To continue the analysis, you can export the data into a .csv file, for example:
dataframe.to_csv(‘./path/export/document.csv’, index = False, header = True)
We’ll use .to_csv and use the example of a dataset called dataframe.
The index = False and header = True parameters respectively allow you to remove the first column with the numbers 0 to N and to keep the table headers. Note that these parameters are case-sensitive, so be sure to specify False and True with a capital letter at the beginning of the word.
This technique can be used at any time to complement and reinforce your digital marketing strategy. But we also see a not-negligible value in employing it during this crisis, allowing you to better analyze the impact of COVID-19 on users’ searches.
These are keywords, related to the coronavirus in this case, with an order of importance where 100 is the highest and 0 is the lowest. The most queried terms are separate from the terms that have increased the most in search volume over time.

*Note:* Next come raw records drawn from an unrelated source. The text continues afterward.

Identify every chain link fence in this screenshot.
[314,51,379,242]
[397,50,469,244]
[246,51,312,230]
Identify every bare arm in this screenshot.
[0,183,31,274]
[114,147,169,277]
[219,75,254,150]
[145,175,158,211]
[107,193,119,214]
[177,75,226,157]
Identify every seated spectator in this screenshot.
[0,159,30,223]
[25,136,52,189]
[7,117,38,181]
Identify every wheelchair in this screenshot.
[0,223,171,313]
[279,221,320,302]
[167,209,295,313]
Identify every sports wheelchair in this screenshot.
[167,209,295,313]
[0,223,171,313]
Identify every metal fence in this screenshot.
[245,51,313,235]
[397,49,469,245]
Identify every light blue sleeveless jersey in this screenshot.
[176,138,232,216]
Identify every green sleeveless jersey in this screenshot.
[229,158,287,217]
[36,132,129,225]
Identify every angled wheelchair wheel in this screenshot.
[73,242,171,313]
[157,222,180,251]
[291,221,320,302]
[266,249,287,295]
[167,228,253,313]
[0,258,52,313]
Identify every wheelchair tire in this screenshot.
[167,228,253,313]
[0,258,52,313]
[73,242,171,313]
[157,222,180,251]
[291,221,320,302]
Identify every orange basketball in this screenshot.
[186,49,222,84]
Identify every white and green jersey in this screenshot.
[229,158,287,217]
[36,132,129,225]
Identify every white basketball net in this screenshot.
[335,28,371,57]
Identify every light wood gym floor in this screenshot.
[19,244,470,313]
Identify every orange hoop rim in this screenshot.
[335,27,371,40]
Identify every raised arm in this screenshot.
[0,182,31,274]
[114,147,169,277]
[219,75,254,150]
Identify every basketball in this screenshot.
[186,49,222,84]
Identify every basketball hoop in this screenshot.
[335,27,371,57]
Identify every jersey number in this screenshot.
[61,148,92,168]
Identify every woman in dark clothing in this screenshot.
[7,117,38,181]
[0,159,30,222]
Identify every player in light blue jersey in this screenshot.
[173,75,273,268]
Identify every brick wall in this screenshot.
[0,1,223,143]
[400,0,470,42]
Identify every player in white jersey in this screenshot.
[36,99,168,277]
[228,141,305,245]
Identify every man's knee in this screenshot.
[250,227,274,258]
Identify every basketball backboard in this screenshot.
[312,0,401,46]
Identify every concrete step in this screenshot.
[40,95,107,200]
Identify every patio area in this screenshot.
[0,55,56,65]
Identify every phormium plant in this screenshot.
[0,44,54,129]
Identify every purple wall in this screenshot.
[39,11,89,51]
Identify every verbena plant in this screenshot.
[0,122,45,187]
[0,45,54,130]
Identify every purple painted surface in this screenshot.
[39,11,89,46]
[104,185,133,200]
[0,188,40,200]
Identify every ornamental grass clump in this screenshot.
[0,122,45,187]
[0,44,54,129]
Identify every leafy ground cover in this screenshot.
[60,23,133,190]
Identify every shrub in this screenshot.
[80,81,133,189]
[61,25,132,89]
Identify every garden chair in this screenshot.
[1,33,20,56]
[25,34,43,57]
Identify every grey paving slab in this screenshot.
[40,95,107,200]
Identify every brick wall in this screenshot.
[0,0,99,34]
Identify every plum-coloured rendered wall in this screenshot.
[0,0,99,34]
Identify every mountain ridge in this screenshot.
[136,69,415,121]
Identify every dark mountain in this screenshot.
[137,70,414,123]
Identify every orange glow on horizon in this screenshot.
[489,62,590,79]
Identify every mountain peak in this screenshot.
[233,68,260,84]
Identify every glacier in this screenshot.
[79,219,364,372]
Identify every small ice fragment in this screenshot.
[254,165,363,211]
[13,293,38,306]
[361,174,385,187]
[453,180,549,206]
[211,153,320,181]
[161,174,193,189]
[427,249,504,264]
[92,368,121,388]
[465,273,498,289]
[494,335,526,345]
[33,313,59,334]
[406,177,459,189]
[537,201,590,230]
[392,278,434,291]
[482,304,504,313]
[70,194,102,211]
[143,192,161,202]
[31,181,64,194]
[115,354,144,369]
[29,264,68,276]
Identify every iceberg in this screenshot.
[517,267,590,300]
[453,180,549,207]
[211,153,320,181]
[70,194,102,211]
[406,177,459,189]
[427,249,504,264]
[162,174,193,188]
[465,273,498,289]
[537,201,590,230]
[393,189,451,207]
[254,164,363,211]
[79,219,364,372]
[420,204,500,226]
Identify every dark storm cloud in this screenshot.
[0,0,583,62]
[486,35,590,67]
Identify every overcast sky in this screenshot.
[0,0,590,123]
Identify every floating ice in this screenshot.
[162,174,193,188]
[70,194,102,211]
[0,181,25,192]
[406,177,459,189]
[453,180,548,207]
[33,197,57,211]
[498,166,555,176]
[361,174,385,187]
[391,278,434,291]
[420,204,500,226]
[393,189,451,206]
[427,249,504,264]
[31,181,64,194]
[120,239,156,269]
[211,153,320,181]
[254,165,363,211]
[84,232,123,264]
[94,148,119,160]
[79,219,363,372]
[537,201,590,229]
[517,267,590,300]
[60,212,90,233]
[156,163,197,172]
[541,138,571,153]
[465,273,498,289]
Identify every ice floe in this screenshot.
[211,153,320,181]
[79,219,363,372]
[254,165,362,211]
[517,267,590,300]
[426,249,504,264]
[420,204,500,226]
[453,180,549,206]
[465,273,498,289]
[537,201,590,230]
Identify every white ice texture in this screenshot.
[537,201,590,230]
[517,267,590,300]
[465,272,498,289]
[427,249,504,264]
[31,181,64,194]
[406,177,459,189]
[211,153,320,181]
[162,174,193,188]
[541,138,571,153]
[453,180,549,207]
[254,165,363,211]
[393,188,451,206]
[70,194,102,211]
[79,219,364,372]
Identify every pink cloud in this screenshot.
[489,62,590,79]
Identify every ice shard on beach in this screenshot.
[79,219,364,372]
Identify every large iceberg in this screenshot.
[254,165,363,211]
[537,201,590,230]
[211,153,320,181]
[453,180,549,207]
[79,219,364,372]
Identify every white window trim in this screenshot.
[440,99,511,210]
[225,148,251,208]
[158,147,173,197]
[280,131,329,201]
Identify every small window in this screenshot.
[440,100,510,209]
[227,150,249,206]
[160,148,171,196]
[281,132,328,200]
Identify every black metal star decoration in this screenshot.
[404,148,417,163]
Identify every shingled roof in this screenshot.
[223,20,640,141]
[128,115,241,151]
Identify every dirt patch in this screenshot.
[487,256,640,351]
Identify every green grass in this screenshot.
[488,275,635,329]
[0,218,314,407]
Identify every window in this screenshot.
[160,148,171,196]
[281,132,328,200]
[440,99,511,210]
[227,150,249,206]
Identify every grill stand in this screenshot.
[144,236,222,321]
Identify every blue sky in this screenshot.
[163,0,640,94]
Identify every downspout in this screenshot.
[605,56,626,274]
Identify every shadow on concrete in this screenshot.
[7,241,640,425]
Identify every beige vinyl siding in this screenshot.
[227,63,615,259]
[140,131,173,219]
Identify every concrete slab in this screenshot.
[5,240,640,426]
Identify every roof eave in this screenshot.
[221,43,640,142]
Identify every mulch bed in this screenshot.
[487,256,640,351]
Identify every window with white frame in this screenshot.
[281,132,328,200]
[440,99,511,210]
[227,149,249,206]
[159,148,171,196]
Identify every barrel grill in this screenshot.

These are keywords classified by topic, in this case related to “coronavirus.”
You can do the same thing to find topics related to e-commerce or delivery.
The global trend right now is definitely searching for recipes to make your own bread at home.
When we search for topics related to “baking your own bread” we are able to identify expressions that might enrich the vocabulary of the pages of a cooking or online shopping site. It’s practical both for websites (development of a pillar page or group of pages) or for a YouTube channel during the launch of a video.
If we do the same thing for cake recipes, the information that emerges is very interesting:
Google Trends is a good tool that Google provides free, but like all tools, it has its limits: keyword comparison, comparison of 5 terms maximum, linguistic limitations for Quebec French for searches in Canada…
What’s more, an essential point to consider when it comes to Google Trends is that these are relative comparisons of keywords scaled from 0 to 100. It can be complex to interpret, which is why it’s recommended that you use an external tool (Google Search Console, Ahref, SEM Rush, etc.) to access the full volume of queries made. For example:
Additionally, you can’t forget to contextualize terms within the global positioning strategy for your brand or site. A keyword might see an increase in volume, but not be of any real interest in terms of ranking, for example during the current time of quarantine, don’t think covid, think more tips, delivery, help, etc.
In the end, you’ll find the same limits in pytrends as you do directly in Google Trends (5 keywords, comparisons, etc.) with some even more marked limits (geographic targeting).
The advantage of this API is that it allows you to automate part or all of your research, allowing you to make better marketing decisions. By automating, you’ll be able to connect several tools and several APIs so you can extract data faster and make decisions based on verified data.